On Thu, Aug 08, 2019 at 10:22:49AM -0000, Richard Musil wrote:
I have found myself in an awkward situation with current (Python 3.7) JSON module. Basically it boils down to how it handles floats. I had been hit on this particular case:
In : float(0.6441726684570313) Out: 0.6441726684570312
but I guess it really does not matter.
I think it does matter, because there is no such float as ``0.6441726684570313``.
The call to float() there is a no-op, because the literal 0.64417... is already compiled to a float before the function is called. Calling float() on a float does nothing. So the problem here lies *before* you call float(): floats only have finite precision, and they use base 2, not 10, so there are many decimal numbers they cannot represent. And 0.6441726684570313 is one of those numbers.
So even though you typed 0.64417...313, that gets rounded to the nearest base-2 number, which is 0.64417...312. You can see this by using the hex representation:
py> float.fromhex('0x1.49d1000000000p-1') 0.6441726684570312 py> float.fromhex('0x1.49d1000000001p-1') 0.6441726684570314
What matters is that I did not find a way how to fix it with the standard `json` module. I have the JSON file generated by another program (C++ code, which uses nlohmann/json library), which serializes one of the floats to the value above.
I am very curious how the C++ code is generating that value, because Python floats ought to be identical to C doubles. Perhaps the C++ code is using an extended precision float with more bits? Or a decimal?
Then when reading this JSON file in my Python code, I can get either decimal.Decimal object (when specifying `parse_float=decimal.Decimal`) or float. If I use the latter the least significant digit is lost in deserialization.
As above, that's unavoidable for Python floats.
If I use Decimal, the value is preserved, but there seems to be no way to "serialize it back". Writing a custom serializer:
Alas, this is beyond my knowledge of JSON, but if you are correct that there's no way to serialise Decimals back to JSON, that seems like a major missing piece to me.
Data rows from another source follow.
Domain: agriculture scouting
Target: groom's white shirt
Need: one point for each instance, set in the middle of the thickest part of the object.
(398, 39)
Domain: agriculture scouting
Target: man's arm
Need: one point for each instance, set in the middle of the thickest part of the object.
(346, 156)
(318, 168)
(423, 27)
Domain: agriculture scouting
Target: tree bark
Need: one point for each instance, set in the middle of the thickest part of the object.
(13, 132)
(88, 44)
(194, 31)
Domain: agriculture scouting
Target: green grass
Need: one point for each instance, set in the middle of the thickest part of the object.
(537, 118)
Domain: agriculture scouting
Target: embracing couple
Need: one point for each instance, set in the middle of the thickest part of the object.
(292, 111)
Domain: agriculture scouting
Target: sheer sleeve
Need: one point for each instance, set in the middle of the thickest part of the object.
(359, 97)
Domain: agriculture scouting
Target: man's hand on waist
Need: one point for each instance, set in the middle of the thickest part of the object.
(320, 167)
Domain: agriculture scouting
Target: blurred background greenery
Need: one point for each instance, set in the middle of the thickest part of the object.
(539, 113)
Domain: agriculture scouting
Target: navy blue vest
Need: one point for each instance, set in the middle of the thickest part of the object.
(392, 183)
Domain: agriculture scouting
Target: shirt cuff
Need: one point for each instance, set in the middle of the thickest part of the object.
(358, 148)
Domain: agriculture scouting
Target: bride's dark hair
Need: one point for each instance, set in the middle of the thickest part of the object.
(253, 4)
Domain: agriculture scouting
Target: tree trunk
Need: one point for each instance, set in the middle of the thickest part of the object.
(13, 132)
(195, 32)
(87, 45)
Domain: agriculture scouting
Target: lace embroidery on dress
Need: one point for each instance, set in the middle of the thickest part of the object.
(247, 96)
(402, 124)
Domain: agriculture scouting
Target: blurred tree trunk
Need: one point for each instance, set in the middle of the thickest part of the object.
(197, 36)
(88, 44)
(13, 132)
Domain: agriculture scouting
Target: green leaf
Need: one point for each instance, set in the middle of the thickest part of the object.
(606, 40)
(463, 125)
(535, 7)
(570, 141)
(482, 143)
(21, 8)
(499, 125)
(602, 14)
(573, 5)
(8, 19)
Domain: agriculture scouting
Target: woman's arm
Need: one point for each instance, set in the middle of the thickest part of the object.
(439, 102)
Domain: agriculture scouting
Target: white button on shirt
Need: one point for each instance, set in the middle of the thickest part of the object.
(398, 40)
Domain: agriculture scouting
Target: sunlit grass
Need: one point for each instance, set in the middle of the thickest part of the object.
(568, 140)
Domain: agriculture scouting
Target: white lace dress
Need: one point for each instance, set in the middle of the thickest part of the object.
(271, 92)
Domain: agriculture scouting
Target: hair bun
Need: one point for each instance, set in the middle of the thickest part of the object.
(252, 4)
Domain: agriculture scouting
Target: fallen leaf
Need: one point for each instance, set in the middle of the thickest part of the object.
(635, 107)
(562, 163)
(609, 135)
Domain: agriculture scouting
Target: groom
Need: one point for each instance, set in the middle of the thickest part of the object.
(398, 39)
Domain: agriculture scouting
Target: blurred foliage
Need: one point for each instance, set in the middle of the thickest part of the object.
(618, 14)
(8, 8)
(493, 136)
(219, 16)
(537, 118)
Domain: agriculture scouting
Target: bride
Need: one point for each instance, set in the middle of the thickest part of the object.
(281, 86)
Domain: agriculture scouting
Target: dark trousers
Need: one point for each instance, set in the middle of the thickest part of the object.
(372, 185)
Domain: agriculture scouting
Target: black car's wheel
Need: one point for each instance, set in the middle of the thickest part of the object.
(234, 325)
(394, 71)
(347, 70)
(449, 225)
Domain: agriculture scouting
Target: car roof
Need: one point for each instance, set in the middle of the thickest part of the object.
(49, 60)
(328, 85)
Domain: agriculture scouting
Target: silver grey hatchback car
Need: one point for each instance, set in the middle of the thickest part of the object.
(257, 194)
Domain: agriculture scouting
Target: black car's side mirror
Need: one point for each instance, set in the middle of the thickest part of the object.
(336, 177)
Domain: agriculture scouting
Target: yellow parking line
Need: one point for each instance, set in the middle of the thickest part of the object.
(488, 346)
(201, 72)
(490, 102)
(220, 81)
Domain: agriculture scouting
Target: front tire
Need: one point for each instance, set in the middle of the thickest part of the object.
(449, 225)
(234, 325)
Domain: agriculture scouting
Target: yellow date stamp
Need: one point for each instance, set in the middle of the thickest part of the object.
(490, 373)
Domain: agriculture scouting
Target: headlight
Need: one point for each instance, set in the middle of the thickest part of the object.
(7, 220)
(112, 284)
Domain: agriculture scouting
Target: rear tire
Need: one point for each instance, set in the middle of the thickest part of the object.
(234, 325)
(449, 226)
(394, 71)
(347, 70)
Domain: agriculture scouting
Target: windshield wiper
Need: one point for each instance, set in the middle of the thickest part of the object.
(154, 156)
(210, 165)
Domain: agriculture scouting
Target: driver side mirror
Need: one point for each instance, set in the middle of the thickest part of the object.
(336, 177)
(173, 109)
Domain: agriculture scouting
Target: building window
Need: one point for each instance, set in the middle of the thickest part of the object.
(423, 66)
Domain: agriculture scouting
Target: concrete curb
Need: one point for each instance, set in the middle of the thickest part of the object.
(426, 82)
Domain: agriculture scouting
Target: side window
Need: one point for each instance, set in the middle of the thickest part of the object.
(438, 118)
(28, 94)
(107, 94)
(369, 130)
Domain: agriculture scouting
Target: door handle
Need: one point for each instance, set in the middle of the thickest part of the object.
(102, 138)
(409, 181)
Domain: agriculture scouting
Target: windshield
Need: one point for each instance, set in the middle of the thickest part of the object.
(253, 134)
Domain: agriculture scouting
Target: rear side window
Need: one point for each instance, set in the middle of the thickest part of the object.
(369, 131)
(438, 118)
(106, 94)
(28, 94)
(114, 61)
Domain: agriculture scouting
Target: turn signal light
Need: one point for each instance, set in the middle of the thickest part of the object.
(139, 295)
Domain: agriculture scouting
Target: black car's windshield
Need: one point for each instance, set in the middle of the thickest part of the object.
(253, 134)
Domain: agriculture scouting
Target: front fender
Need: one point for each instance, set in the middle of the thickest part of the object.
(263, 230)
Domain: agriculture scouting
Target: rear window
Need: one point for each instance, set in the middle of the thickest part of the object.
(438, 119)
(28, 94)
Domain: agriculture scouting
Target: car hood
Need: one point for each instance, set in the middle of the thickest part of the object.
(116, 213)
Perhaps you can help jump-start this:
class DecimalEncoder(json.JSONEncoder): def default(self, o): if isinstance(o, decimal.Decimal): return str(o) # <- This becomes quoted in the serialized output return super.default(o)
I don't know a lot about writing JSON encoders, but a half-hearted and cursory glance at other custom encoders on Stackoverflow suggests to me that you probably want this instead:
return (str(o),) # return a length-1 tuple
but don't quote me or ask me to explain why that does or doesn't work.